Robert Leonard, a spokesman for the Firemen’s Association for the State of New York, said he has not heard of any similar discounts on rent for first responders.

The association, he said, thinks the program is “an excellent idea.”

“Affordability is a real problem ... and we think any approach that allows living in your own community, staying at home and remaining in the fire department or the ambulance corps is valuable,” said Leonard, who is also an assistant chief in Syosset.

Martin Cantor, director of the Long Island Center for Socio-Economic Policy, said the strategy could help recruitment in local fire departments, but it's not a solution for the lack of affordable housing on Long Island.

"Will this have an impact on more affordable housing? No. It's not to say that first responders don't deserve a break; of course they do," he said. And, that 10% could make a difference for some families, he added.

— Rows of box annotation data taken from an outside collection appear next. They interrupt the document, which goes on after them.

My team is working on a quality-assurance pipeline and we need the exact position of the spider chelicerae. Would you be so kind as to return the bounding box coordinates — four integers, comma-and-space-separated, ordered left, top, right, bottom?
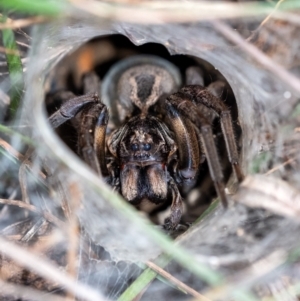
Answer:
49, 55, 243, 230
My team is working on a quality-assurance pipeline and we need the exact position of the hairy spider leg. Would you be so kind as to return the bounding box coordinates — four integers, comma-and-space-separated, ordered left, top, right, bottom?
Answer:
180, 85, 244, 182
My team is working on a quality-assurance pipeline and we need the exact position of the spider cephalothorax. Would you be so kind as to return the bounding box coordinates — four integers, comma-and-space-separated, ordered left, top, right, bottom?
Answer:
49, 56, 243, 229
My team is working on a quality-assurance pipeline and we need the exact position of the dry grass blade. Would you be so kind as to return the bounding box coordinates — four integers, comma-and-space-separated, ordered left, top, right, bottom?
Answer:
0, 45, 23, 56
213, 21, 300, 93
0, 238, 105, 301
147, 261, 211, 301
233, 175, 300, 218
0, 280, 71, 301
193, 250, 287, 301
0, 199, 66, 229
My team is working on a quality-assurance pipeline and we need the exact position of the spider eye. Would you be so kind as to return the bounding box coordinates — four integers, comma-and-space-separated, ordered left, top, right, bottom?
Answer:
143, 143, 151, 151
131, 143, 139, 152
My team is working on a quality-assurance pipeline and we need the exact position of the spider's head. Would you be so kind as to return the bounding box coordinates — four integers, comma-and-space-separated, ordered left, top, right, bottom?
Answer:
108, 115, 176, 166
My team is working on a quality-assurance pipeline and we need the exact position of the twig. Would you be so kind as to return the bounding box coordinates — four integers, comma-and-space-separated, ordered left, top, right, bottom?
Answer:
233, 175, 300, 219
212, 20, 300, 92
146, 261, 211, 301
0, 138, 24, 161
258, 0, 285, 29
0, 199, 66, 229
0, 237, 105, 301
265, 158, 296, 176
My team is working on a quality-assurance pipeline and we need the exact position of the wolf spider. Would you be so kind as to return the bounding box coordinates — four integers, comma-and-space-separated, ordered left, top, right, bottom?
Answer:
49, 56, 243, 230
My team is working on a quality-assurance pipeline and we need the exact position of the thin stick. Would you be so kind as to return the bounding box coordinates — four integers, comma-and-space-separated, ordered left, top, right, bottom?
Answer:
146, 261, 211, 301
67, 182, 81, 300
0, 16, 50, 30
212, 20, 300, 92
0, 237, 105, 301
69, 0, 299, 24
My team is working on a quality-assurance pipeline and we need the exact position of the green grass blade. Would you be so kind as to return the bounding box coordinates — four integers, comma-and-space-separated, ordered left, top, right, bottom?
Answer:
0, 0, 65, 17
118, 200, 219, 301
0, 17, 24, 117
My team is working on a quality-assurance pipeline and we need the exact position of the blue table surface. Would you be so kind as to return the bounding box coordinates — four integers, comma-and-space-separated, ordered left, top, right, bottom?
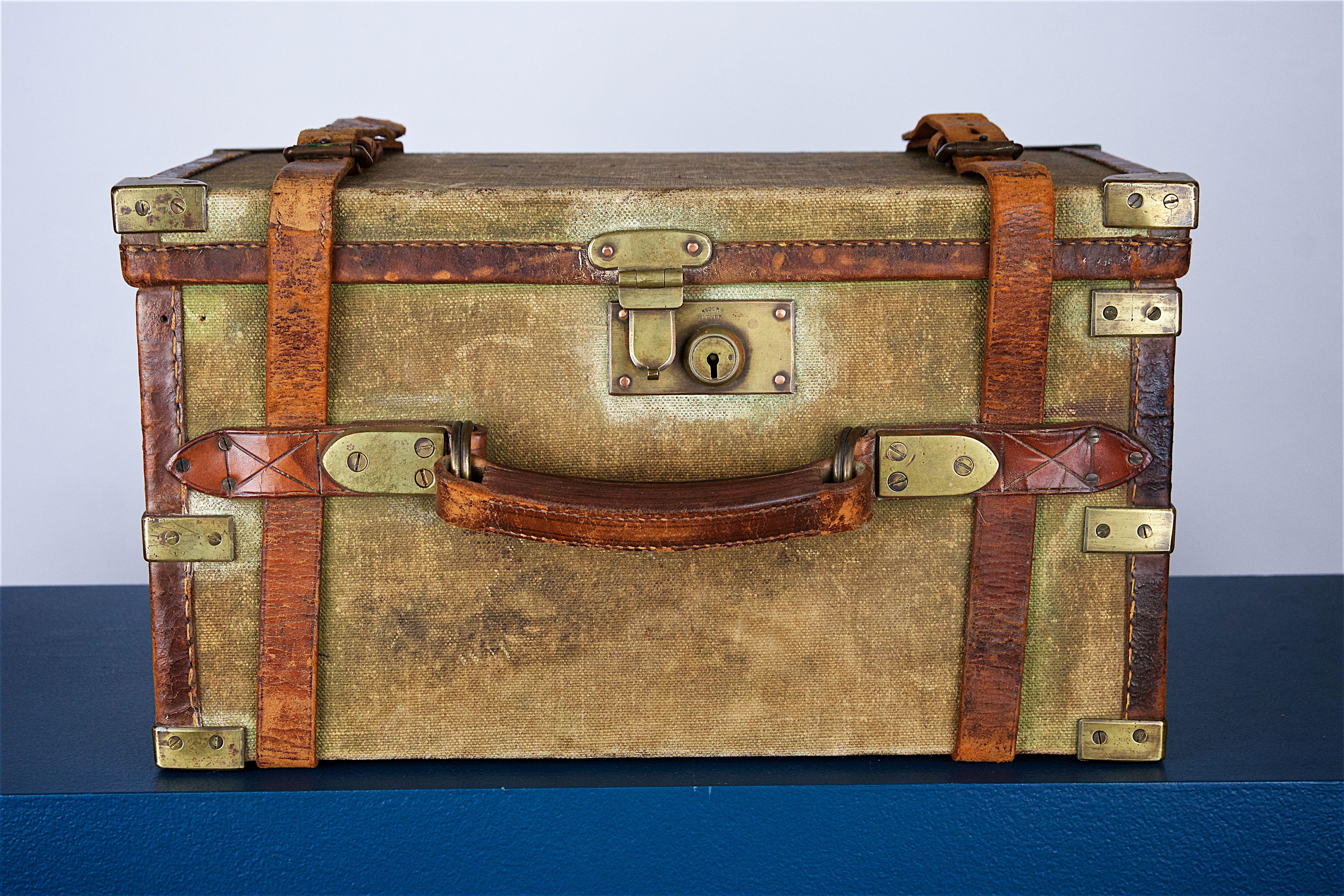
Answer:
0, 576, 1344, 893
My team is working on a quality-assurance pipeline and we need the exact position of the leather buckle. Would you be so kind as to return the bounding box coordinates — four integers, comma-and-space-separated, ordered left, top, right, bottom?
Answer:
934, 140, 1025, 161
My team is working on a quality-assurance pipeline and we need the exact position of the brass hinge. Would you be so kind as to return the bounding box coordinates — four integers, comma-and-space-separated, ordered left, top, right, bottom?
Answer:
112, 177, 208, 234
1083, 508, 1176, 554
1091, 289, 1181, 336
1078, 719, 1167, 762
1101, 172, 1199, 230
587, 230, 714, 380
140, 513, 234, 563
155, 725, 247, 771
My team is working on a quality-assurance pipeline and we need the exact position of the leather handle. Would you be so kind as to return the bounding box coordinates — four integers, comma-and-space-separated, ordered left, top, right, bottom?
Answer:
435, 431, 874, 551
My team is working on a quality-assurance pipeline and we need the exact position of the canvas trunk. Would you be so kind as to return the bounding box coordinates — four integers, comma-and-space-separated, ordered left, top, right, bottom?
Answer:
113, 114, 1198, 768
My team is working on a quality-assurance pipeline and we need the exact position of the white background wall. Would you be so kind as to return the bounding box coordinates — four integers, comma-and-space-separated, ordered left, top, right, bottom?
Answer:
0, 3, 1344, 584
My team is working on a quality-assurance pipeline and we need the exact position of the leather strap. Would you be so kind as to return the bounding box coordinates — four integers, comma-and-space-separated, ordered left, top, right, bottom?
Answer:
121, 236, 1189, 286
257, 120, 405, 767
435, 430, 874, 551
906, 114, 1055, 762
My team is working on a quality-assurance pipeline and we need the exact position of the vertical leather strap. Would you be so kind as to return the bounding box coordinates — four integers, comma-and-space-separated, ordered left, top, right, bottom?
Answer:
905, 113, 1055, 762
136, 287, 200, 725
257, 118, 406, 767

Tim Saunders, 29, moved into a two-bedroom apartment on the Belmont campus with his wife and two young children in November. The location is ideal, he said, because it’s near his wife’s family. 

He said he’s found a community on the campus-style development, which has green space and playgrounds for his children.

“It’s been a blessing,” he said, especially the discount he qualifies for as a veteran of the Air Force, where he served as a civil engineer.

“For anybody coming here, if they want a community or people that care, people that’s involved, this is the place to be. And for veterans, first responders, they really do look out for us,” he added.